Tegan Smith wins Caernarfon Award

Tegan Smith is the first woman to win the Caernarfon Award after being nominated by the Institute of Quarrying Australia (IQA).

The Caernarfon Award is presented annually for the best paper given at an institute conference, seminar, or meeting anywhere in the world.

The paper is adjudged to have contributed the most to the advancement of some aspect of the industry.

Smith is a director at Groundwork Plus with 20 years’ experience in the quarrying, land use and development sectors.
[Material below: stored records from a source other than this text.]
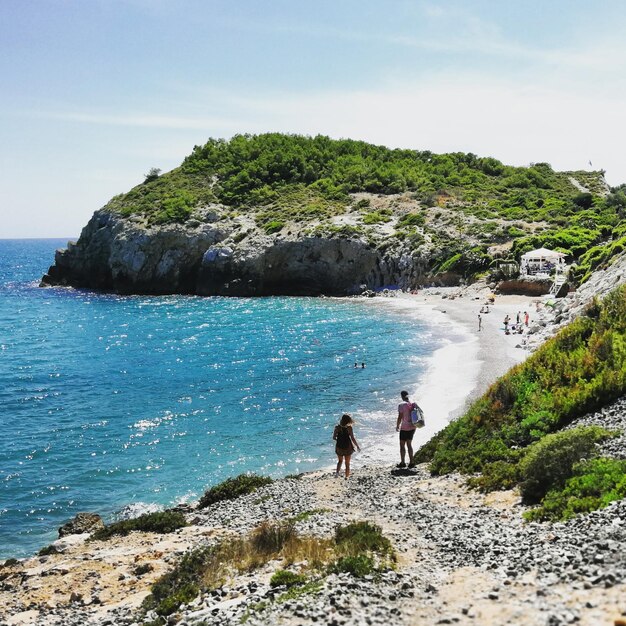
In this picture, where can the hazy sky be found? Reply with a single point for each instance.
(95, 92)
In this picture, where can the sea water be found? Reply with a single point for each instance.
(125, 403)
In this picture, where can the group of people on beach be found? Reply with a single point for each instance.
(518, 327)
(346, 443)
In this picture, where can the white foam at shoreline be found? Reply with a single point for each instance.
(442, 390)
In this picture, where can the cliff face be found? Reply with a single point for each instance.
(204, 257)
(290, 215)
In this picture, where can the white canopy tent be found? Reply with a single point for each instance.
(541, 261)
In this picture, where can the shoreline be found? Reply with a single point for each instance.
(463, 368)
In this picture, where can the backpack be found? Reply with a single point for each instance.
(343, 437)
(417, 416)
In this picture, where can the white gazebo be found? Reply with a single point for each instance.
(541, 261)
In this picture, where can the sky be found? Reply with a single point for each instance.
(94, 93)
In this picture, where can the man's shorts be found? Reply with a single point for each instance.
(406, 435)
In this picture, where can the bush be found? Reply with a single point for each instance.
(179, 586)
(361, 537)
(142, 569)
(578, 371)
(273, 226)
(550, 462)
(284, 578)
(161, 522)
(270, 537)
(359, 565)
(412, 219)
(377, 217)
(595, 484)
(233, 488)
(496, 475)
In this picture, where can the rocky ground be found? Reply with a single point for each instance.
(463, 557)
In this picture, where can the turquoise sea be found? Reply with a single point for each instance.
(116, 404)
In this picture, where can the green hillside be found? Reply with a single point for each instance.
(456, 204)
(512, 435)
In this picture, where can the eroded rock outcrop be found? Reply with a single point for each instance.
(216, 257)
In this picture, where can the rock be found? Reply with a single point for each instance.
(82, 523)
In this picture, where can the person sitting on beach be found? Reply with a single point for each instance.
(345, 443)
(406, 428)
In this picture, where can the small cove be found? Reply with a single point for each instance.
(111, 402)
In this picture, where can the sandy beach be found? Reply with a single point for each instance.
(469, 362)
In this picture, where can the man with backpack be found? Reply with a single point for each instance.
(406, 428)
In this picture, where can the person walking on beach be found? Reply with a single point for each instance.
(345, 443)
(406, 428)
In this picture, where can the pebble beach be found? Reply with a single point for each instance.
(462, 556)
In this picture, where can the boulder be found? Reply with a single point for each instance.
(82, 523)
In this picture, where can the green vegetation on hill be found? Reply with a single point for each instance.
(279, 179)
(358, 548)
(510, 435)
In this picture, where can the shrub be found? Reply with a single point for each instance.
(359, 565)
(360, 537)
(412, 219)
(377, 217)
(142, 569)
(152, 174)
(273, 226)
(161, 522)
(579, 370)
(233, 488)
(181, 584)
(496, 475)
(595, 484)
(285, 578)
(550, 462)
(184, 595)
(271, 537)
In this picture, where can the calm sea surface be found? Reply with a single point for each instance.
(111, 403)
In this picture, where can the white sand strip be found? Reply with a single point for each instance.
(458, 372)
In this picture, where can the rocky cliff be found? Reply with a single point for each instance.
(289, 215)
(211, 254)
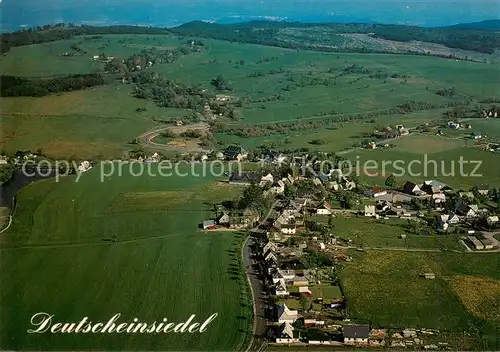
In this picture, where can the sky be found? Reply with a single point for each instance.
(16, 14)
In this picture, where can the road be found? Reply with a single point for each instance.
(259, 295)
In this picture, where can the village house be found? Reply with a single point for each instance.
(223, 219)
(375, 192)
(482, 189)
(280, 288)
(288, 229)
(492, 220)
(402, 130)
(235, 153)
(356, 334)
(244, 178)
(266, 179)
(269, 246)
(468, 211)
(285, 315)
(324, 209)
(286, 275)
(208, 225)
(477, 245)
(278, 187)
(370, 210)
(304, 291)
(412, 188)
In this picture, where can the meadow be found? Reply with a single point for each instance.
(281, 84)
(384, 289)
(59, 256)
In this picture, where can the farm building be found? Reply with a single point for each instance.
(356, 334)
(369, 210)
(287, 334)
(429, 276)
(234, 152)
(209, 225)
(492, 220)
(412, 188)
(223, 219)
(478, 245)
(482, 189)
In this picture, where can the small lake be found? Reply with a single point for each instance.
(9, 189)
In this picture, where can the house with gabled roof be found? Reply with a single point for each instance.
(235, 153)
(468, 211)
(269, 246)
(267, 179)
(324, 209)
(482, 189)
(270, 256)
(412, 188)
(280, 288)
(286, 315)
(492, 220)
(244, 178)
(356, 334)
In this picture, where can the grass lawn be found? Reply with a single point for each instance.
(384, 289)
(386, 234)
(106, 119)
(59, 257)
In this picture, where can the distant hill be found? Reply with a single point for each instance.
(488, 25)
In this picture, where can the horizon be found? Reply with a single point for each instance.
(19, 14)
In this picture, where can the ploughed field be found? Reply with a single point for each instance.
(279, 86)
(130, 245)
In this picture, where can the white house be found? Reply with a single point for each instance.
(270, 246)
(286, 315)
(84, 166)
(271, 256)
(266, 179)
(280, 288)
(287, 334)
(324, 209)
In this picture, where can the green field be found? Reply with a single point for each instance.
(384, 289)
(433, 157)
(102, 121)
(58, 259)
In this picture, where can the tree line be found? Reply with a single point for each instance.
(12, 86)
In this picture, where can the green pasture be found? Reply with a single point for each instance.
(385, 289)
(423, 164)
(59, 257)
(386, 234)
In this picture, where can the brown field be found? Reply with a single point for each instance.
(479, 295)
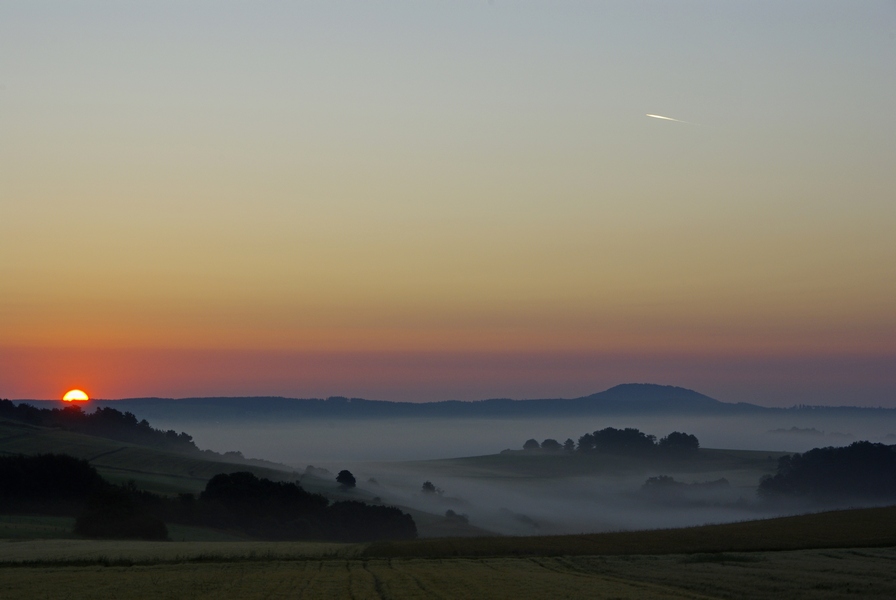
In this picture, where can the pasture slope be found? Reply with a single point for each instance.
(839, 554)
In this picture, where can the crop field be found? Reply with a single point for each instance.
(838, 554)
(736, 464)
(817, 574)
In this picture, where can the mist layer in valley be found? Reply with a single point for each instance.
(392, 458)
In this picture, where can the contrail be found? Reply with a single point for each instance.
(670, 119)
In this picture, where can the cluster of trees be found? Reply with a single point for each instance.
(627, 441)
(283, 510)
(64, 485)
(261, 508)
(103, 422)
(862, 471)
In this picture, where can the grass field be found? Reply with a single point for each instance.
(154, 470)
(738, 465)
(809, 574)
(838, 554)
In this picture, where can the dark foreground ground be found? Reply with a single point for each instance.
(841, 554)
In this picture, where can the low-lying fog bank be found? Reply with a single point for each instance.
(535, 505)
(301, 442)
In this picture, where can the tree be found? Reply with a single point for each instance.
(551, 445)
(679, 443)
(346, 479)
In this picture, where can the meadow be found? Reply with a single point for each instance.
(826, 555)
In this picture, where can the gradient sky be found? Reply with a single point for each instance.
(423, 201)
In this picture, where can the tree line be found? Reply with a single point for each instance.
(862, 471)
(240, 502)
(628, 441)
(103, 422)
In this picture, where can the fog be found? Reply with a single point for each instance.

She is also the founder of the IQA’s Women in Quarrying initiative.

Smith presented her winning paper ‘Changing Perspectives’ at the 63rd IQA National Conference in Newcastle in March.

The focus of the presentation was on the current language used to describe the extractive industry, the perception of the industry in the community and the need for the industry to change its narrative.
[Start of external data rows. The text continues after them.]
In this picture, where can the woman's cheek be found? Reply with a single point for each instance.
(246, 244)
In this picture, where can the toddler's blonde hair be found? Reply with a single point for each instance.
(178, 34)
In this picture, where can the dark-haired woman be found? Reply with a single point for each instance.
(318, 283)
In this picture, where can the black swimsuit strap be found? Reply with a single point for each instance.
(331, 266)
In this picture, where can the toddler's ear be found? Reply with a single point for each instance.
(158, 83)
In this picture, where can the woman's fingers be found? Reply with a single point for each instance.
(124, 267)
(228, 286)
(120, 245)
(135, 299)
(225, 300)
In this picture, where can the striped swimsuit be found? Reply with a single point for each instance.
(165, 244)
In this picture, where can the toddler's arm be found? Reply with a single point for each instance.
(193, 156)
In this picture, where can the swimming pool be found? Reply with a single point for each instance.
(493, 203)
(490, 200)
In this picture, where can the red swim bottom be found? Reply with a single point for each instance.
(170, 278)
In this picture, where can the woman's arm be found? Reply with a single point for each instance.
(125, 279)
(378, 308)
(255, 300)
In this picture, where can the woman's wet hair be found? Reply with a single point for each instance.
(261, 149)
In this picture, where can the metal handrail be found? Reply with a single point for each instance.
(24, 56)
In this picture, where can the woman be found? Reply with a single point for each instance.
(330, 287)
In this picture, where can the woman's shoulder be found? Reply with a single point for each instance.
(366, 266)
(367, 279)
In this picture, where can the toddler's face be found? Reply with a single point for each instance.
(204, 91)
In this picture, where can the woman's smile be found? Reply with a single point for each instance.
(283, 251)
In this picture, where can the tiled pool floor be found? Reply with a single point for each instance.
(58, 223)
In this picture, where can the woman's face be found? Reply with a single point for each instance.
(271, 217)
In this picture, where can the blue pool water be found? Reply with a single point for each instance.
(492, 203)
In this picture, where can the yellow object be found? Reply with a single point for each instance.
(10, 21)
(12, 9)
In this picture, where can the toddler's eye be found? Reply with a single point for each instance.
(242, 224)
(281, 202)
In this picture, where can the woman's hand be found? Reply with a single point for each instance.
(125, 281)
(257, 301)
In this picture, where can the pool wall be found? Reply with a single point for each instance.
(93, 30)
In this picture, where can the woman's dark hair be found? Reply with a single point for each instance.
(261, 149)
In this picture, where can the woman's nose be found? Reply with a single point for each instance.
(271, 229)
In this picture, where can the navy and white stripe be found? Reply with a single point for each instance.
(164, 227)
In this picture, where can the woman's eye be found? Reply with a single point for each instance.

The presentation questioned the industry’s narrative and brand, highlighting the language used to shape the industry.

Smith reiterated her love for the industry and expressed her want for the industry to remain resilient.

Smith’s presentation also focused on the language used in legislation and how language can promote or confuse certainty surrounding the industry.

“I still believe that legislative complexity has a part to play in lack of certainty in our businesses and for our sector more broadly.

“But the bigger risk in my mind is the way we are perceived by those not within our networks and the power they have to influence the way we do business,” Smith said.

Smith utilised video and interviews to challenge the audience to think about immediate risks to the industry, including a lack of branding and negative terminology.

The presentation inspired further debate and discussion into the evening.

Voted on by the International Presidents of all the Institute of Quarrying branches, Smith was the clear winner of the award, scoring 9s and 10s.

The IQA believes that Smith is a great representation of the diversity of membership that the Institute of Quarrying aims to attract and retain.

It commented that having a female recipient win the award purely on merit, and with a topic that sits outside traditional technical papers, is a step towards building diversity and inclusion within the industry.